Heat dissipation is a significant concern for electronic devices. Poor thermal management can reduce the efficiency and performance of electronic devices. For example, overheating may cause displays to be dimmer and processors to operate more slowly. Extended overheating can impair reliability, cause device malfunctions and may ultimately result in premature device failure. Heat generation may also cause discomfort to users of portable electronic devices because the heat generated within the device can raise the surface temperature and injure the user's skin.
Conduction and convection have been extensively used for thermal management of electronic devices. Heat sinks are well-known devices that provide conductive cooling. Convective cooling is typically achieved with mechanical fans. Conduction and convection may be paired together, such as by including heat sinks and mechanical fans within the tower of a desktop computer.
Conduction and convection are often not suitable for small electronic devices due to the sizes of the conductive and convective cooling devices. Devices such as heat sinks and mechanical fans occupy a large proportion of the available space in electronic devices and are difficult to physically integrate into smaller items such as cellular phones, LEDs and tablet computers.
A film that dissipates heat of a surface to which it is applied by enhanced radiative cooling, referred to as a “molecular fan”, has been previously described in U.S. Pat. Nos. 7,931,969 and 8,545,933 as a heat dissipation device for use in electronic devices. A molecular fan is a coating that may be applied to a surface to increase substrate surface emissivity and thus to enhance “active” heat dissipation by radiation. The molecular fan takes advantage of the high emissivity in the infra-red of discrete molecules (as opposed to extended solids) which result from transitions between different vibrational states. The molecular fan includes particles to increase surface area, and materials on the surface of the coating that will radiate infra-red light as they transition between different vibrational states. An emulsion that hardens upon curing is also included in a molecular fan coating material, to adhere the particles and other materials on the surface being coated. The molecular fan coating provides good surface hardness, provides resistance to fingerprints, inhibits corrosion and is easy to clean.

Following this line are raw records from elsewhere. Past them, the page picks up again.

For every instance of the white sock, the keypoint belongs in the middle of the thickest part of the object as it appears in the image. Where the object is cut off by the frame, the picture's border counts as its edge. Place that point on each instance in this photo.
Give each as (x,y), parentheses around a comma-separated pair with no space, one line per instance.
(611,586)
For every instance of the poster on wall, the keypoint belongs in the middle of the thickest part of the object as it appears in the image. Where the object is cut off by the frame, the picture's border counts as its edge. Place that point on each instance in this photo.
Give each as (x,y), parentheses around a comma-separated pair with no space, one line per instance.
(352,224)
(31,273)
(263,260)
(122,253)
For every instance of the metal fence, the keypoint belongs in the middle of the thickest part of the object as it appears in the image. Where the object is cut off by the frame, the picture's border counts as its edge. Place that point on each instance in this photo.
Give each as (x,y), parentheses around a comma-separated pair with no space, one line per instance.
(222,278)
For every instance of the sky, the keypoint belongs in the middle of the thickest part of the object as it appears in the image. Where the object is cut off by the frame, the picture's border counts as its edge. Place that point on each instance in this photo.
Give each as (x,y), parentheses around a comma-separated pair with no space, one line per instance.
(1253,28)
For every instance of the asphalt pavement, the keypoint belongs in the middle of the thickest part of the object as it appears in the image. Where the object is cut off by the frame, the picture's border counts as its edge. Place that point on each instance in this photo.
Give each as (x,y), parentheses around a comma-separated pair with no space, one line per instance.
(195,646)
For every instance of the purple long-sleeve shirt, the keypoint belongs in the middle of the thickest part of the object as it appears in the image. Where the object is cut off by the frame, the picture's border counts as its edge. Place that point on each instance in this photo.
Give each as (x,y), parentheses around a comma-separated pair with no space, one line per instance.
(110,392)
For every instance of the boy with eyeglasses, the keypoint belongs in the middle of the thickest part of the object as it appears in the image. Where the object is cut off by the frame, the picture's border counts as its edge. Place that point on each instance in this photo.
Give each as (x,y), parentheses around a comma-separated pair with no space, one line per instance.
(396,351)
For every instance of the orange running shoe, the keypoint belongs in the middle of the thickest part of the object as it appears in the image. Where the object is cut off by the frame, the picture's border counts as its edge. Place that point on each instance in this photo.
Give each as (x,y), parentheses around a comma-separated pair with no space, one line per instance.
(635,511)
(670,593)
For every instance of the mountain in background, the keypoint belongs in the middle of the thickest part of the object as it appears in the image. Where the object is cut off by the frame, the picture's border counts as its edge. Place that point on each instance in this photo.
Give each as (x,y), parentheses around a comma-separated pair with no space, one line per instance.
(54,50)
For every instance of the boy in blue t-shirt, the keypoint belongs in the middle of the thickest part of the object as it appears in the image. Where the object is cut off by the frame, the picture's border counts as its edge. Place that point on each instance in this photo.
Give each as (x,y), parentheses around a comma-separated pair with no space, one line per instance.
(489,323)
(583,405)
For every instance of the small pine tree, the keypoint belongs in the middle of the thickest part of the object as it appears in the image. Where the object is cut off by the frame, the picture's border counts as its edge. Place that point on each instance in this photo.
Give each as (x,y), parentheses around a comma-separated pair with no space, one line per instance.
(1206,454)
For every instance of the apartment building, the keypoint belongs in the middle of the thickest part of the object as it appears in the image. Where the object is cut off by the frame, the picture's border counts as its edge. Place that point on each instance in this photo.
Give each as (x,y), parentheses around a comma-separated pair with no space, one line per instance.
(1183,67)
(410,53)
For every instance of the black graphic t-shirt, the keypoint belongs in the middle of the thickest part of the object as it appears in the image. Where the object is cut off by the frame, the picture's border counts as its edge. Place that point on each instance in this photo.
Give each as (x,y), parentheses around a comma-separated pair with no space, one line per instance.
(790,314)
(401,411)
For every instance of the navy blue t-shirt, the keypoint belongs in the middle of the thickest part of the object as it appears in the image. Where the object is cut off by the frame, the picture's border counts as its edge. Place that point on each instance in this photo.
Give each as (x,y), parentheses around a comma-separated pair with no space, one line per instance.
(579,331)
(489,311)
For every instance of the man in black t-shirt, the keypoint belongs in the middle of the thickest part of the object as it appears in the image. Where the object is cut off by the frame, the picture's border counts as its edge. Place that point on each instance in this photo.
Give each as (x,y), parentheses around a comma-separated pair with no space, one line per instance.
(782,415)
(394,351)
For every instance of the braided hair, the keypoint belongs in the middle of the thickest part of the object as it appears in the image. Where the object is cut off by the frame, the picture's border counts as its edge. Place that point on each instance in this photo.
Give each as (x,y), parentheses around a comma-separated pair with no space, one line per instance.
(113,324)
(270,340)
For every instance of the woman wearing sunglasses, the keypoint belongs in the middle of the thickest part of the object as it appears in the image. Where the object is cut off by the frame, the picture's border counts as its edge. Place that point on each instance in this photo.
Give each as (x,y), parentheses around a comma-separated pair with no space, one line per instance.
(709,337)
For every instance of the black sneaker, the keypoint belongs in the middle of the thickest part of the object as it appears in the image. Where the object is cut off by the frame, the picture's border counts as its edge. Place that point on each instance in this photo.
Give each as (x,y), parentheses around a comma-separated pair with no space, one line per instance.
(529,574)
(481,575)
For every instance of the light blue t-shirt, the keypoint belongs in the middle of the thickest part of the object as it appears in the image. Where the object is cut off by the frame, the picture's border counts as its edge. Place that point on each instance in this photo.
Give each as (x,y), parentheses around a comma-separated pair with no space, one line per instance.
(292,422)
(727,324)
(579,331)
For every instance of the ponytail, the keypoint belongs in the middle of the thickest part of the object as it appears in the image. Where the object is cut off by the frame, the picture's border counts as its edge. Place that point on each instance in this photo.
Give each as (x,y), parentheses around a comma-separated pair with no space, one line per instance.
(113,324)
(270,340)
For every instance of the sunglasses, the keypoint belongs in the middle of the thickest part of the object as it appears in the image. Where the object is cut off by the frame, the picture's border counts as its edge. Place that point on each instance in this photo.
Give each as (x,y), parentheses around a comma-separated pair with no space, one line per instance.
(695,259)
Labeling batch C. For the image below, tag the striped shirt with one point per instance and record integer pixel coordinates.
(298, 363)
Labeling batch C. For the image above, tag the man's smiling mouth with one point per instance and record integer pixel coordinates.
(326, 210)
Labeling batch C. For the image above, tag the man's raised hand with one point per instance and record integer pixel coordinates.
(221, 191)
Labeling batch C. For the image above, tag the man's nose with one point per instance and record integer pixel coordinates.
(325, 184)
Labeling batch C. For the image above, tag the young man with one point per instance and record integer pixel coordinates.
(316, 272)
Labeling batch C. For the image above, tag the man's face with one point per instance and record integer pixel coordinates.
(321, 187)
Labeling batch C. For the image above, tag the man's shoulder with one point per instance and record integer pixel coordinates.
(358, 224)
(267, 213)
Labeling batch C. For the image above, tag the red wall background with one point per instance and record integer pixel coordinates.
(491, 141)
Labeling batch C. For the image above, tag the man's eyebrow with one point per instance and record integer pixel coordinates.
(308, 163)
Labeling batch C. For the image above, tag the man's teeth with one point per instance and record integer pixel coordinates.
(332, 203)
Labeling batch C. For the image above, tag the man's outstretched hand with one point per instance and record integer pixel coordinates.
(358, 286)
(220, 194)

Thermal management becomes even more difficult in environments where air is unable to freely circulate, thus inhibiting convection. Confined spaces produce a pocket of air, referred to as an “air gap”, which acts as an insulator and traps heat. The tendency of manufacturers to produce smaller and thinner electronic devices concentrates the heat generated by the internal components and promotes the formation of these insulating air gaps. Insulating air gaps can also be formed in locations where electronic devices are mounted.
Various cooling techniques that have been used in small electronic devices include heat pipes, phase change materials (PCMs), Peltier devices, microscale ionic “winds” and heat spreaders (sheets or films of substances with relatively high thermal conductivity such as metals and graphite). These cooling techniques were found to provide insufficient heat dissipation, and to be too expensive or complicated to manufacture for commercial use.